HEISMAN HYPE SLOWING DOWN: Besides being honored during halftime of the men's basketball game last Wednesday and interviewed by ESPN's Rebecca Lobo during Sunday's game between the top-ranked Lady Bears and No. 2 Connecticut, the "media circus" has slowed down for Heisman Trophy winner Robert Griffin III.

"Honestly, it's slowed down a little bit, and thankfully for him," Baylor coach Art Briles said, "because I'm telling you he went on about a week ride that not many people ever go on. And he handled it as beautifully as anyone could ever expect. Which, that's not amazing to us, but it's amazing to the rest of the world, because we know him. But he's glad to be back to normal, glad to be back on the football field and doing what he does best. And that's helping Baylor win football games."

RG3 actually missed just one bowl practice on seven-day trip to Orlando, Fla., and New York for the College Football Awards Show and Heisman Trophy presentation.

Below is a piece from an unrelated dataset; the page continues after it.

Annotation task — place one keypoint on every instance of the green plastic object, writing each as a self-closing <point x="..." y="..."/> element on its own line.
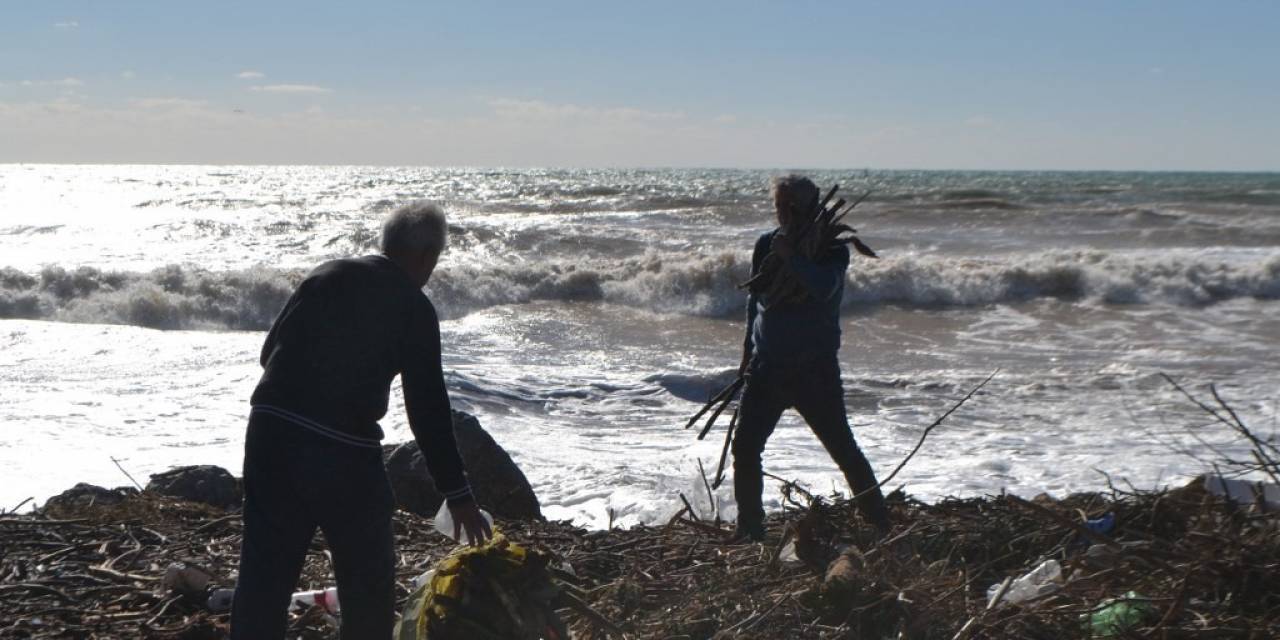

"I know a lot of guys get caught up with all the media hoopla," Griffin III said, "but I'm not one of those guys. I'm going to make sure I go out and perform the best I can for my team."

The practice field is his refuge from the seemingly endless rounds of interviews that he handles like a champ.

"It's good to be around the guys," he said. "They'll give you a hard time. I've got this new outfit on, and the guys were like, 'Well, look at you, you win the Heisman, and you get a tricep pad and a forearm pad.' It's good to be around these guys. They keep me sane, and that's what I like."

Shown on the big screen at the Ferrell Center right before his interview, Griffin III did strike the Heisman pose, much to the delight of the record crowd of 10,627. "Coach Briles told me to," he said. "I don't do it very often, but coach was like, 'Strike it!' So I struck the pose."

And then he made a hasty exit, "because the attention's not supposed to be on me, it's supposed to be on the girls," RG3 said. "They did show me on the screen, and the crowd went wild. And that's all fine and dandy. But our time's coming, and the team will be ready for that."

"TWO DIGITS TURN INTO ONE": Briles is using that theme as motivation for the Bears to pick up their 10th win and possibly crack into the top 10 in the polls.

"Like we said, two digits turns into one," he said. "You get 10 wins, (and it) turns into a single (digit) ranking. That's what our goal is, to finish better than we started. And we've got a chance to do that."

Baylor's only previous 10-win season in program history was 1980, when the Southwest Conference champions finished 10-2.

Unlike last year, when they ended the regular season on a three-game losing streak, Baylor goes into this year's bowl riding a five-game winning streak.

"Completely opposite, first of all from a mentality standpoint, and then really just from a maturity standpoint," Briles said. "We're a lot more mature football team, a lot more experienced with that atmosphere, that feeling of working out for bowls. . . . Last year, we were happy to be in a bowl game, because it was the first time in 16 years, and rightfully so. But this year, we're focusing on taking care of business and going out and fighting hard for 60 minutes for a win. We want to finish with 10 wins. Not many people can put two digits on the table. We've got a chance to do it."

The Bears will arrive in San Antonio on Christmas Eve and have their first workout on Christmas morning.